Le député LR de Seine-et-Marne, Jean-Louis Thiériot, vient de déposer une proposition de loi disposant que le droit de repentir et de retrait d’une œuvre ne peut être exercé que par l’auteur lui-même. Il en va de la liberté de création, aujourd’hui menacée notamment par les dérives de la «cancel culture» et du wokisme, explique-t-il.


Le wokisme et la «cancel culture» sont pluriels. Un jour ce sont les statues qu’on déboulonne, un jour les bibliothèques universitaires d’outre-Atlantique qu’on vide des grands écrivains d’Occident, un jour Les Suppliantes d’Eschyle qu’on déprogramme à la Sorbonne. Les symptômes sont différents, mais la philosophie est la même: la déconstruction de la civilisation et de l’anthropologie occidentale, au nom d’une solidarité victimaire des minorités analysée au seul prisme du couple dominant-dominé cher à Bourdieu et à ses affidés. La stratégie est limpide. Il s’agit de faire masse de toutes les victimes réelles ou supposées, «racisés», «colonisés», communautés LGBTQ+, femmes discriminées pour alimenter le brasier des luttes «intersectionnelles».

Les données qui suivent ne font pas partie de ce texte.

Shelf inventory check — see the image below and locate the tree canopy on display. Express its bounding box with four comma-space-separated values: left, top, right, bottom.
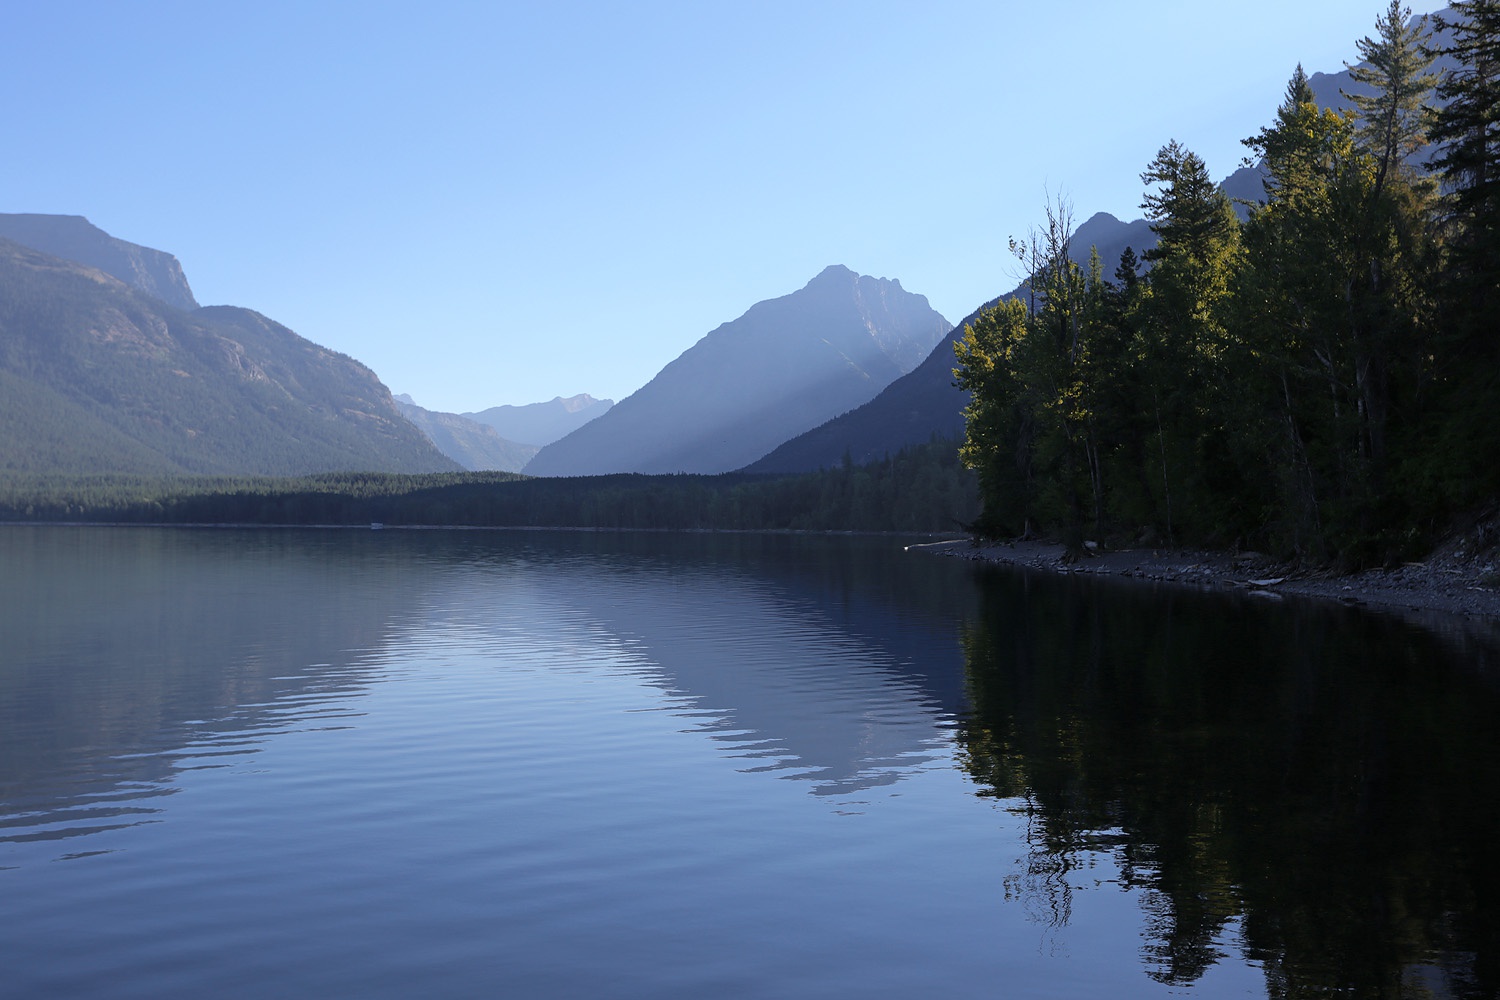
954, 5, 1494, 565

Les petits procureurs Pinard pullulent. Ils appliquent à nouveau cette censure que les grandes lois de liberté de la IIIe République croyaient avoir définitivement abolie.

S’il est impossible de répondre aux dérives des pratiques anglo-saxonnes soumises à leur droit national, le droit français de la propriété intellectuelle doit impérativement être modifié.